Camélia veut apaiser les esprits, désolée de voir que cette histoire « salit l’image de Jean Lurçat ». Morgane, la déléguée de la classe ne reconnaît pas la terminale STG2 dans ce qu’elle a lu et entendu ces derniers jours. « Avant tout ça, la proviseure et les profs ont dit qu’on était la plus calme des terminales, lance-t-elle. On se connaît tous depuis deux ou trois ans. Il y a une bonne ambiance. On est content d’aller en cours. Et avec les autres profs, ça se passe bien. »

Des élèves ne peuvent pas demander à changer de professeur


Mercredi 25 novembre, près d’une semaine après le début de la grève de tous les enseignants du lycée pour soutenir leur collègue, Barbara Atières, enseignante en philosophie dans cette classe, espérait « un apaisement et un retour à des conditions de travail normales ». L’enseignante en philosophie continuait toutefois à s’interroger sur la démarche des élèves de cette classe « constituée majoritairement d'élèves sérieux et responsables » qui aurait « malgré tout perdu la conscience des droits et des devoirs de chacun dans une communauté scolaire ». Selon elle, « l'affaire est d'autant plus inquiétante qu'il ne s'agit effectivement pas d'élèves irresponsables, loin de là, et qu'il faut donc s'interroger sur les discours qu'ils entendent et qui leur laissent penser qu'on peut écrire à un proviseur pour demander un changement de professeur dont on n'apprécie pas la façon de faire. »

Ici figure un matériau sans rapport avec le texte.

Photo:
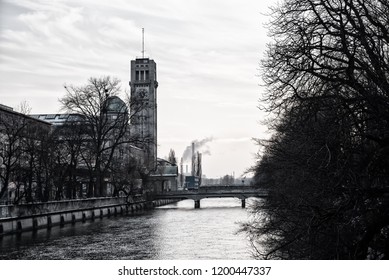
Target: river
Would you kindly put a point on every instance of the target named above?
(174, 231)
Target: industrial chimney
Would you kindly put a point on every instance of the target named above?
(193, 161)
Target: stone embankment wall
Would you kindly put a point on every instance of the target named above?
(34, 216)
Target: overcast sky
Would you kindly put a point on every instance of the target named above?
(207, 54)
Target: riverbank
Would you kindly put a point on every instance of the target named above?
(34, 216)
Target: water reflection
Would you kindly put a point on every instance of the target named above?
(175, 231)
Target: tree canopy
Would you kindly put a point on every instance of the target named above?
(326, 165)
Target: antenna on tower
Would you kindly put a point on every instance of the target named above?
(143, 43)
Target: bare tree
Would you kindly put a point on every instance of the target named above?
(106, 118)
(326, 164)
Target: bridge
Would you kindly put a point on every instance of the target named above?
(241, 192)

Nous avons tenté en vain d’entrer en contact avec Claudine Lespagnol, afin qu’elle puisse évoquer la nature de la relation, notamment pédagogique, qu’elle avait nouée avec cette classe et réagir à leurs affirmations. Le 21 novembre, dans l’édition électronique du journal Le Monde, la professeure d’anglais assumait une sévérité toute relative, se déclarant « un peu sévère… enfin, si l'on considère que leur demander de ranger leur téléphone - sans le leur confisquer, puisque nous n'avons pas le droit -, c'est être sévère ».

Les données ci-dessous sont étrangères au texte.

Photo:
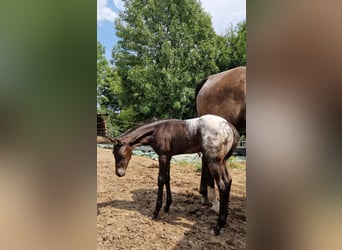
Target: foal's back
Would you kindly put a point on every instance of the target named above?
(217, 135)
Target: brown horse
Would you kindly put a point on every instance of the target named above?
(211, 135)
(222, 94)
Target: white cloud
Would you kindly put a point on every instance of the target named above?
(104, 12)
(224, 13)
(119, 4)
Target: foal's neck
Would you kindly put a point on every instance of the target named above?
(139, 136)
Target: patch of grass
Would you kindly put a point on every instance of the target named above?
(234, 163)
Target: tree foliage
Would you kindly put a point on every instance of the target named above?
(108, 84)
(165, 48)
(233, 47)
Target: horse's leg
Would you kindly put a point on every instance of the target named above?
(207, 186)
(215, 204)
(161, 182)
(223, 181)
(167, 184)
(204, 178)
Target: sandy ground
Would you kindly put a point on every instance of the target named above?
(125, 206)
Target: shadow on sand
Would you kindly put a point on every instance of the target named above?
(189, 207)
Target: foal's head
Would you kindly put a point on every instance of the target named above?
(122, 152)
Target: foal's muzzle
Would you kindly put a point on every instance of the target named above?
(120, 172)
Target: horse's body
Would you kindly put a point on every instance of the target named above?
(209, 134)
(222, 94)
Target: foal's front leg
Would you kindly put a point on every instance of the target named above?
(163, 178)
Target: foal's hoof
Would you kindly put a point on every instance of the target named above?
(215, 231)
(205, 201)
(155, 216)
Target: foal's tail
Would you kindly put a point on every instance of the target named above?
(235, 142)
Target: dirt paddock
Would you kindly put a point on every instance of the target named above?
(125, 206)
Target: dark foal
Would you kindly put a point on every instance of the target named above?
(209, 134)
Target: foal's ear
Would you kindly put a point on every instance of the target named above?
(115, 141)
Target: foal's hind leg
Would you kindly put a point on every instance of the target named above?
(223, 182)
(168, 189)
(163, 179)
(207, 186)
(205, 175)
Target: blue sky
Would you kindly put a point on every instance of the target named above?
(223, 14)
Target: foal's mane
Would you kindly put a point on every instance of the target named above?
(140, 133)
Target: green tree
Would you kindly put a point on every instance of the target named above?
(108, 90)
(165, 48)
(233, 47)
(108, 83)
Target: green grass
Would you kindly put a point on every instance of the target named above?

Sortie de crise, avec ou sans leur professeure ?


Les élèves de la désormais fameuse terminale STG2 se sentent totalement débordés par l’ampleur de ce qui est devenu une affaire d’Etat. Si les lycéens interrogés condamnent tous la lettre d'insultes, ils précisent ne pas comprendre les proportions « dingues » qu’a pris cette affaire. Mardi 24 novembre, Luc Châtel, ministre de l'éducation nationale, annonçait qu'il diligentait une enquête pour trouver le ou les auteur(s) de la seconde lettre. Morgane s’étonne qu'on ait pu prendre autant au sérieux le courrier d’un « gamin de niveau collège qui y a aussi écrit "Ce sera la guerre comme dans les Pokémon" ». Elle attend maintenant la reprise des cours. Avec ou sans Madame Lespagnol. Une décision qui n’appartient pas aux élèves.